16. The method according to claim 14, the searching includes

searching the character information registered at the registering associated with the area correspondence information, using a character string input by a user as a key, and

detecting the image information associated with the character information matched in the search.

17. The method according to claim 10, wherein

the storage unit stores therein page correspondence information in which page information indicating a page of document information is associated with the document information, and includes the page information as the relation information associated with the area information in the area correspondence information,

the registering includes registering page information indicating the page of the document information and the document information as the page correspondence information in the storage unit in association with each other, and registering the area information, the relation information, and the page information in the area correspondence information in association with each other, and

the information management method further comprises output processing including outputting the area information, and at least one of the document information and the page information specified by the relation information associated with the area information in the area correspondence information stored in the storage unit.

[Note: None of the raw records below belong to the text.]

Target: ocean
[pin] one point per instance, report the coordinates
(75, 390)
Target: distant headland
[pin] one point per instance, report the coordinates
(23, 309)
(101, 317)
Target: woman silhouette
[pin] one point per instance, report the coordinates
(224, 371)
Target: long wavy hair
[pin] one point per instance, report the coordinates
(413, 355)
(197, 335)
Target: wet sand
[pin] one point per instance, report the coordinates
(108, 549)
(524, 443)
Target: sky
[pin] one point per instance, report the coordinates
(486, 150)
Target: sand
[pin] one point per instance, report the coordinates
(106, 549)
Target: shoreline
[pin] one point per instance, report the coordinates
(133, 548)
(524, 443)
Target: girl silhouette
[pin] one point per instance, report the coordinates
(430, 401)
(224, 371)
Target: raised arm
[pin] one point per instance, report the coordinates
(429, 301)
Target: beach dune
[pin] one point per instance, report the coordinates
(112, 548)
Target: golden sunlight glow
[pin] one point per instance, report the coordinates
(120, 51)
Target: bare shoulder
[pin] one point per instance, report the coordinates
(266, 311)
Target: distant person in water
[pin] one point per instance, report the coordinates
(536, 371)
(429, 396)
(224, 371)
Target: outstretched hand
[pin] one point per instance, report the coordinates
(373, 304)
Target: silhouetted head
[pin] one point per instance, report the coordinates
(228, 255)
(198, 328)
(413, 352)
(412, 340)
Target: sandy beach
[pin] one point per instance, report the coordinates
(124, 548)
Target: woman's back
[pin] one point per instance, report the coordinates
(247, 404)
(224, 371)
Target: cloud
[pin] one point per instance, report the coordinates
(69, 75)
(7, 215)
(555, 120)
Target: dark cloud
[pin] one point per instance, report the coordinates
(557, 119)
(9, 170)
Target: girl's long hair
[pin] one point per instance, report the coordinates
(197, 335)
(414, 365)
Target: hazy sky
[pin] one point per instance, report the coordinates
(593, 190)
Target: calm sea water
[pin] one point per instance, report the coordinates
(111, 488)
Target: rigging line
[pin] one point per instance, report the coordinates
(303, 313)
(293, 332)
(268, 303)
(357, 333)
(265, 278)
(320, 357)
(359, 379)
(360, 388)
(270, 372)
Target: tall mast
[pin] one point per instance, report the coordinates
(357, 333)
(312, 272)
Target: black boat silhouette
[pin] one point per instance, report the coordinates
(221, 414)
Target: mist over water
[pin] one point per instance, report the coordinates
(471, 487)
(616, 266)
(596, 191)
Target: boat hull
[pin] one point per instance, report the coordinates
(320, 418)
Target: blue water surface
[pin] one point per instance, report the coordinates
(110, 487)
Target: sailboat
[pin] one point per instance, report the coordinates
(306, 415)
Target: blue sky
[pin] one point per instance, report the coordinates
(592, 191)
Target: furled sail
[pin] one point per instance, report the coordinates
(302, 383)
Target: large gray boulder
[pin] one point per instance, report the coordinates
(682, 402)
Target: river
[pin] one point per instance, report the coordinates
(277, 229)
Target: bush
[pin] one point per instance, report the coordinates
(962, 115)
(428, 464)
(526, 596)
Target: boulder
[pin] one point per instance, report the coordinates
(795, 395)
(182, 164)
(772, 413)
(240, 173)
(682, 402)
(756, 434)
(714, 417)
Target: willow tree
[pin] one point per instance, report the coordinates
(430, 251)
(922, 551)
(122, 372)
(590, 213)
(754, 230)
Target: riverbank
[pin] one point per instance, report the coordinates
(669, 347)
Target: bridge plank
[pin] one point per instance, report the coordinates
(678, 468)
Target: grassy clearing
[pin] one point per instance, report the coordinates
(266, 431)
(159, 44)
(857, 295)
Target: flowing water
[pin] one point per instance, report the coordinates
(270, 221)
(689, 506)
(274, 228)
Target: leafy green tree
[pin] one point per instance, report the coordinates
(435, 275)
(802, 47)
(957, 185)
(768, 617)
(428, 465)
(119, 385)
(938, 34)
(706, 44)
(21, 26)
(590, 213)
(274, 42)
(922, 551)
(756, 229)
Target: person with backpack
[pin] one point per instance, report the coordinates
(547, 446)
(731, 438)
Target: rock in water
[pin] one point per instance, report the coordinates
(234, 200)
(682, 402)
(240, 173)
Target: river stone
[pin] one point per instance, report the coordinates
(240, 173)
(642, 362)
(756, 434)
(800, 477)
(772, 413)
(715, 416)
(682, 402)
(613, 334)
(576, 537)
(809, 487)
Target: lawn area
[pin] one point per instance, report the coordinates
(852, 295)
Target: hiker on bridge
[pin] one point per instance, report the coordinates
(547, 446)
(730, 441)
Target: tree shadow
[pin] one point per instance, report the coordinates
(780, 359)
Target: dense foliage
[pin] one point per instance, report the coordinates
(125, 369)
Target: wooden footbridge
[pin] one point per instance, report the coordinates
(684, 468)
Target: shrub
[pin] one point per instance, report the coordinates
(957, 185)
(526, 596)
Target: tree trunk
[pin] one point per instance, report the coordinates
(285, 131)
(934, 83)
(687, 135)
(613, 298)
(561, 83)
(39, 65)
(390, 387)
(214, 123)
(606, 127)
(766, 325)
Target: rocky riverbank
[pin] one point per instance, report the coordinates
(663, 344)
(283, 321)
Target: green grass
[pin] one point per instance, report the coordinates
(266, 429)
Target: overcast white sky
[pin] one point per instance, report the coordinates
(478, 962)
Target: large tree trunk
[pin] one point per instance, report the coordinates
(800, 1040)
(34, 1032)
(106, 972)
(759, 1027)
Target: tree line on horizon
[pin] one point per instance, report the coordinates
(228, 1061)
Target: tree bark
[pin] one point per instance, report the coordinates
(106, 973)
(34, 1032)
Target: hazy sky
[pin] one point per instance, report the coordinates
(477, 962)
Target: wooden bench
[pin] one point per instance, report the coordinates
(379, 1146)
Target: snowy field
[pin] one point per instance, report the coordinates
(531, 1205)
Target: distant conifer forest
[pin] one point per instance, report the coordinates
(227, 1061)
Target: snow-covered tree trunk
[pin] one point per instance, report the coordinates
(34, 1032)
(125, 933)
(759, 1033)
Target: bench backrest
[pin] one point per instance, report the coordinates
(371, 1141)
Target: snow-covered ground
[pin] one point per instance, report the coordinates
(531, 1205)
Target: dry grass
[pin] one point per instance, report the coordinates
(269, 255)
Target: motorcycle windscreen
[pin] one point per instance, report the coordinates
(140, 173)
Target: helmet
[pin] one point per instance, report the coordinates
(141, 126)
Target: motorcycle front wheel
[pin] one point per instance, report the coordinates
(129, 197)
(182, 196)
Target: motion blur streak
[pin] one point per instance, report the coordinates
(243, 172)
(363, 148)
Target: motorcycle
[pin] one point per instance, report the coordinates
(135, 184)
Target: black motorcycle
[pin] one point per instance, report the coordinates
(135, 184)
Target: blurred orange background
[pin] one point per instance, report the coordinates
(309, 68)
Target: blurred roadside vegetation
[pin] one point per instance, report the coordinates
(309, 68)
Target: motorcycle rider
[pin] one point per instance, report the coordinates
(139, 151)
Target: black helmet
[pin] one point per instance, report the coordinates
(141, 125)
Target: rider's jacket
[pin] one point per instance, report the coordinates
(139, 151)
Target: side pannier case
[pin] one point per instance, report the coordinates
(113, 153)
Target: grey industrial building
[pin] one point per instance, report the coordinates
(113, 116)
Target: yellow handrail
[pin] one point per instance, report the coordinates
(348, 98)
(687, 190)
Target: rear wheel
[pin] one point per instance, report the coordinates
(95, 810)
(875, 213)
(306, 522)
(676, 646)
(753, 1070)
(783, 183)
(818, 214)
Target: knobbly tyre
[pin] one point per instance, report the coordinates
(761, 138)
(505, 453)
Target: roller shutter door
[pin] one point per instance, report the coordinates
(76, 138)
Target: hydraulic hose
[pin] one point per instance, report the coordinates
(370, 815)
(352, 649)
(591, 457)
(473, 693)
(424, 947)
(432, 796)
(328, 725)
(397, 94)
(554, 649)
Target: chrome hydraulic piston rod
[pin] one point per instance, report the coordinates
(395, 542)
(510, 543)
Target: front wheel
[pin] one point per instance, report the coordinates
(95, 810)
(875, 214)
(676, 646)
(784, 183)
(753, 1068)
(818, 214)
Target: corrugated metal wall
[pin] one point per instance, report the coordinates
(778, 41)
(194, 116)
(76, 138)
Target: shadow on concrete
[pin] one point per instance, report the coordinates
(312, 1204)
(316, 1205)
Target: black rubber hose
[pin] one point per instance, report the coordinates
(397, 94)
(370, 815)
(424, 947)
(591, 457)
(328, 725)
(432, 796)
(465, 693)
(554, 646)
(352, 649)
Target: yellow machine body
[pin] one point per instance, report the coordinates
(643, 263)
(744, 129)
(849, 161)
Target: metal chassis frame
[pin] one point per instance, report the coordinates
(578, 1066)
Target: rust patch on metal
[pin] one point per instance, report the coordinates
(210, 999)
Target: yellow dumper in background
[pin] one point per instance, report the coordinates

18. The method according to claim 17, further comprising generating a tree structure formed with the area information, and the document information and the page information specified by the relation information associated with the area information in the area correspondence information stored in the storage unit, wherein

the output processing includes outputting the document information, the page information, and the area information in the tree structured generated at the generating, and outputting the document information, the page information, and the area information in an order of time series at which the document information is generated or updated, at the time of outputting a plurality of pieces of document information.

19. A computer program product comprising a computer usable medium having computer-readable program codes embodied in the medium that when executed cause a computer to execute:

area extracting including extracting area information from a page of document information for each area of different types arranged on the page;

relation extracting including extracting relation information indicating a relation between the area information extracted at the area extracting and the page of the document information that is an extraction source of the area information, from the page of the document information; and

registering the area information extracted at the area extracting and the relation information extracted at the relation extracting in area correspondence information stored in a storage unit in association with each other.

20. The computer program product according to claim 19, wherein

the area extracting includes extracting the area information from the page of document information for each area of different types arranged on the page,

the computer-readable program codes further causes the computer to execute character-information extracting including extracting character information indicating a character included in an area displayed based on the area information from the area information extracted at the area extracting,

the registering includes registering the character information extracted at the character-information extracting in association with the area correspondence information, and

the computer-readable program codes further causes the computer to execute searching the character information registered in the area correspondence information stored in the storage unit, using a character string input by a user as a key, at the time of searching the image information, to acquire the image information associated with the searched character information.